Flexible Arbeitszeiten, Homeoffice, unbegrenzte PTO – die Big Player im Silicon Valley legen die Messlatte hoch, wenn es um Flexibilität am Arbeitsplatz geht. Diese Art von Vergünstigungen sind für Arbeitnehmer unglaublich wertvoll, insbesondere für die Millennials, die heute die Mehrheit der Belegschaft ausmachen. In einer kürzlich durchgeführten Umfrage gaben 75 % der Millennials an, dass sie glauben, dass der Arbeitsplatz „flexibel und fließend“ sein sollte.

Die gute Nachricht ist, dass ein flexibler Arbeitsplatz einen Arbeitgeber im Gegensatz zu einem sechsstelligen Gehalt nicht viel kostet. Wenn Sie Mitarbeiter aus der Ferne arbeiten lassen, werden sie sogar produktiver , verringern die Fluktuation und können sogar Geld für Büroflächen sparen. Es lohnt sich zu überdenken, wie Ihr Büro strukturiert ist und wie Ihre Teams zusammenarbeiten, um diese Vorteile allgemein verfügbar zu machen.

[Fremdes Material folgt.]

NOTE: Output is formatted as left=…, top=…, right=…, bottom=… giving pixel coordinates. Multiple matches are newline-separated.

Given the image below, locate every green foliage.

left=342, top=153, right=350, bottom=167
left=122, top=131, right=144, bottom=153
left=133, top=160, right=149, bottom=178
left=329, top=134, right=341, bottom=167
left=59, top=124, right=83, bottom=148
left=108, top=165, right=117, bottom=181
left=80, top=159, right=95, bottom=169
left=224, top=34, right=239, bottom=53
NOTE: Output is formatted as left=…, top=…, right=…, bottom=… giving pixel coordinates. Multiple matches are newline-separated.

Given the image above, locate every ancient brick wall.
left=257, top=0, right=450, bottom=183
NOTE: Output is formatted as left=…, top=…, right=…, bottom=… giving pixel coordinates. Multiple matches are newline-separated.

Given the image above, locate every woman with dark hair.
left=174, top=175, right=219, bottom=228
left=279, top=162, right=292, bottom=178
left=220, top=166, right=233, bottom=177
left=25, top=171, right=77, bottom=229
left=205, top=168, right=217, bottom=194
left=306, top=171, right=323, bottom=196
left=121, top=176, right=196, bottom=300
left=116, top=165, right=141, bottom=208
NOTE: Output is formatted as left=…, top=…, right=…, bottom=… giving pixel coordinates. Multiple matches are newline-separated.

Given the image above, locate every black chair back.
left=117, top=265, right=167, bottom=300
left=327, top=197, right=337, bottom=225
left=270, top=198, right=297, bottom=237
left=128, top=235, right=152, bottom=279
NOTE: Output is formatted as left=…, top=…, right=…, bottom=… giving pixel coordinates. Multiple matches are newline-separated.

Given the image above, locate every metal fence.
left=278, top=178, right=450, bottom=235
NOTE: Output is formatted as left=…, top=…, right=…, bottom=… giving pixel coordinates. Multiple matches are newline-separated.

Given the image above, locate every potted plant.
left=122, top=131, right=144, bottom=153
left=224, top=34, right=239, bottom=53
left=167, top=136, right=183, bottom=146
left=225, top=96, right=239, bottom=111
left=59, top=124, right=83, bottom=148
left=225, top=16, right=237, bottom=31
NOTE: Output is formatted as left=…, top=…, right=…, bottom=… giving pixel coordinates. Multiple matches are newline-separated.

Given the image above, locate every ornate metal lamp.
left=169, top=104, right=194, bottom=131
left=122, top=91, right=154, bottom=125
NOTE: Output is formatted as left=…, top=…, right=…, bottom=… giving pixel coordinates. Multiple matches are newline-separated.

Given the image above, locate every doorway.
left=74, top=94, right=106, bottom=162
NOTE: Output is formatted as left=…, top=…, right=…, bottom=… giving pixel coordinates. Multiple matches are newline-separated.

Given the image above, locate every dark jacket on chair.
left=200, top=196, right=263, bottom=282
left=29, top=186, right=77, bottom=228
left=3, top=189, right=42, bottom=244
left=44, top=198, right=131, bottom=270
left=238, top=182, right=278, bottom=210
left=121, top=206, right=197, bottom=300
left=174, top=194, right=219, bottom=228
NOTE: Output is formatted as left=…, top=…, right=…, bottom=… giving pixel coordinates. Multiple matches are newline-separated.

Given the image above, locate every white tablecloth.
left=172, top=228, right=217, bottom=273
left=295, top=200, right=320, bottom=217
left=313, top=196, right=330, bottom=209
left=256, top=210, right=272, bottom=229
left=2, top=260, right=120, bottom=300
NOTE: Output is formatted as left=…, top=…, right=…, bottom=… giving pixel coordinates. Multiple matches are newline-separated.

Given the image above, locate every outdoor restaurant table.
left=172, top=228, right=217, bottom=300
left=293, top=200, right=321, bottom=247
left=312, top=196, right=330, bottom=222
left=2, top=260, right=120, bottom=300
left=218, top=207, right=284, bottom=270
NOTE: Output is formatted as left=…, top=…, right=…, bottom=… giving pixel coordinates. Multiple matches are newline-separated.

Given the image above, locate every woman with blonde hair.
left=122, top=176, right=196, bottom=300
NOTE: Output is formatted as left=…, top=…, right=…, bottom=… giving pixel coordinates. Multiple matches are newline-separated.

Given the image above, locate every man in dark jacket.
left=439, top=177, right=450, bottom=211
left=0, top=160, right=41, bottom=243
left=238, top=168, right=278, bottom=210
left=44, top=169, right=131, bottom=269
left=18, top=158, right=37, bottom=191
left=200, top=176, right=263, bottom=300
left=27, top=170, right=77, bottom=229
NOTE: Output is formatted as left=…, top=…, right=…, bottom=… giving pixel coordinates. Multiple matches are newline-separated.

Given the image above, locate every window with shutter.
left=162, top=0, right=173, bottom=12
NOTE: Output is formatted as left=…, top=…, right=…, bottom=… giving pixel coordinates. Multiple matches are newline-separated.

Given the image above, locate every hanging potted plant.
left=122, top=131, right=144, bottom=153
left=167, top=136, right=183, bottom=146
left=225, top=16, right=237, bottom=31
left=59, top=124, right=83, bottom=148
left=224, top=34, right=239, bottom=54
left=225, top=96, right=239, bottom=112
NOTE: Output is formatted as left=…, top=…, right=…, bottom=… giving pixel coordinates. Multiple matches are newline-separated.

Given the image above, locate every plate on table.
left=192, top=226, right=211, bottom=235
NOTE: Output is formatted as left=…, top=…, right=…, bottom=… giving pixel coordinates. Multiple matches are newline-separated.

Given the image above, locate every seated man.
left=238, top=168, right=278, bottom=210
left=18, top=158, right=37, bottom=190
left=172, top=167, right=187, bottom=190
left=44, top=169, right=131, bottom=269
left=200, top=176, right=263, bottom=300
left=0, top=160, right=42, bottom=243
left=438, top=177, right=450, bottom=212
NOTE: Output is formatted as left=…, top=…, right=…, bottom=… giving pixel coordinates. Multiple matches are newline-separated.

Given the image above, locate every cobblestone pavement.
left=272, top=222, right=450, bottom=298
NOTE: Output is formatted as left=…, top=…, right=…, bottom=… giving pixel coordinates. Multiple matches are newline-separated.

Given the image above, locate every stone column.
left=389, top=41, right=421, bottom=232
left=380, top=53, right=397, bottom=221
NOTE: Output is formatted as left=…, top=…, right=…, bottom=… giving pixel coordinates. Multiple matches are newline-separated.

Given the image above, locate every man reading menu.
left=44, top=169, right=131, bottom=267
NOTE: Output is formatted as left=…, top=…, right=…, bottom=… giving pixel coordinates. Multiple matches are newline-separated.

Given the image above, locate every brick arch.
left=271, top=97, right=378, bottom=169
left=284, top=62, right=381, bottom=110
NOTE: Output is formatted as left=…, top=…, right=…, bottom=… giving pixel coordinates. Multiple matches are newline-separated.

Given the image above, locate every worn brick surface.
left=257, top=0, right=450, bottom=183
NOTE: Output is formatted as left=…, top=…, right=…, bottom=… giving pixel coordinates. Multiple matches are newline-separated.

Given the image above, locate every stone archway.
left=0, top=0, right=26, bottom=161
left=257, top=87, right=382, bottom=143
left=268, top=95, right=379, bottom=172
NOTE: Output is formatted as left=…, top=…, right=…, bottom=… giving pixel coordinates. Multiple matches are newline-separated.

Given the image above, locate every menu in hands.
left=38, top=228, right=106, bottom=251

3. Mitarbeiter von Startups wollen und erwarten jetzt ein Leben außerhalb der Arbeit.

Eine lange Wartezeit bis zum Ausstieg bedeutet, dass die Menschen ihr Leben und ihre persönlichen Meilensteine nicht endlos auf Eis legen wollen. Progressive Elternzeit- und Pflegezeitrichtlinien zeigen den Mitarbeitern, dass ihr Arbeitgeber versteht, dass sie ein Leben und eine Verantwortung außerhalb der Arbeit haben. Diese Art von Work-Life-Balance-Themen sind für Millennials besonders wichtig . Und bezahlte Urlaubsregelungen sind im Vergleich zu den Kosten der Mitarbeiterfluktuation recht kostengünstig .

Startups, die noch weiter gehen wollen, können Sabbatical-Richtlinien erstellen, die es langjährigen Mitarbeitern ermöglichen, sich ein paar Monate frei zu nehmen, um persönliche Projekte zu verfolgen oder Dinge von ihrer Bucket List zu streichen. Eine Sabbatical-Richtlinie ist großartig, um Mitarbeiter zum Bleiben zu ermutigen, Dankbarkeit und Loyalität zu fördern und den Menschen das Gefühl zu geben, sich nicht zwischen Arbeit und ihren Träumen entscheiden zu müssen. Einige Startups könnten auch eine Version von Googles berühmter 20-%-Zeitrichtlinie in Betracht ziehen, die es Mitarbeitern ermöglicht, für eine festgelegte Zeit pro Woche oder Monat an Nebenprojekten zu arbeiten. Viele Unternehmen haben festgestellt, dass die Förderung dieser Art von „ positivem Nachlassen “ großartige Ideen hervorbringt, die sich langfristig für das Unternehmen auszahlen.

4. Startups sollten Mitarbeitern helfen, ihre Karriere langfristig voranzutreiben.

Der Slow-Exit-Zyklus kann Mitarbeiter befürchten lassen, dass sie in ihrem Leben oder ihrer Karriere nicht vorankommen. Arbeitgeber können viel tun, um das FOMO zu bekämpfen, das die Menschen dazu bringt, andere Jobs in Betracht zu ziehen. So bieten beispielsweise immer mehr Unternehmen Coaching für eine Vielzahl von Mitarbeitern an, sogar für einzelne Mitarbeiter. Dies gibt den Mitarbeitern das Gefühl, geschätzt zu werden, ermutigt sie zu bleiben und zahlt sich möglicherweise aus, wenn Ihre Mitarbeiter bessere und selbstbewusstere Führungskräfte werden.

Natürlich müssen Sie nicht unbedingt für einen Coaching-Service bezahlen, um diese Investition in Ihre Mitarbeiter zu tätigen. Manager sollten auch Karriereziele mit ihren Teams besprechen. Vielleicht stellen Sie fest, dass ein Teammitglied öffentliche Reden ausprobieren möchte und ein anderes mehr über Marketing erfahren möchte. Es wird wahrscheinlich einfache und kostengünstige Möglichkeiten geben, sie Erfahrungen zu machen, die sie schätzen werden. Wenn die Mitarbeiter das Gefühl haben, dass sie dort, wo sie jetzt arbeiten, noch wachsen können, werden sie viel geduldiger sein, wenn sie lange auf einen Ausstieg warten.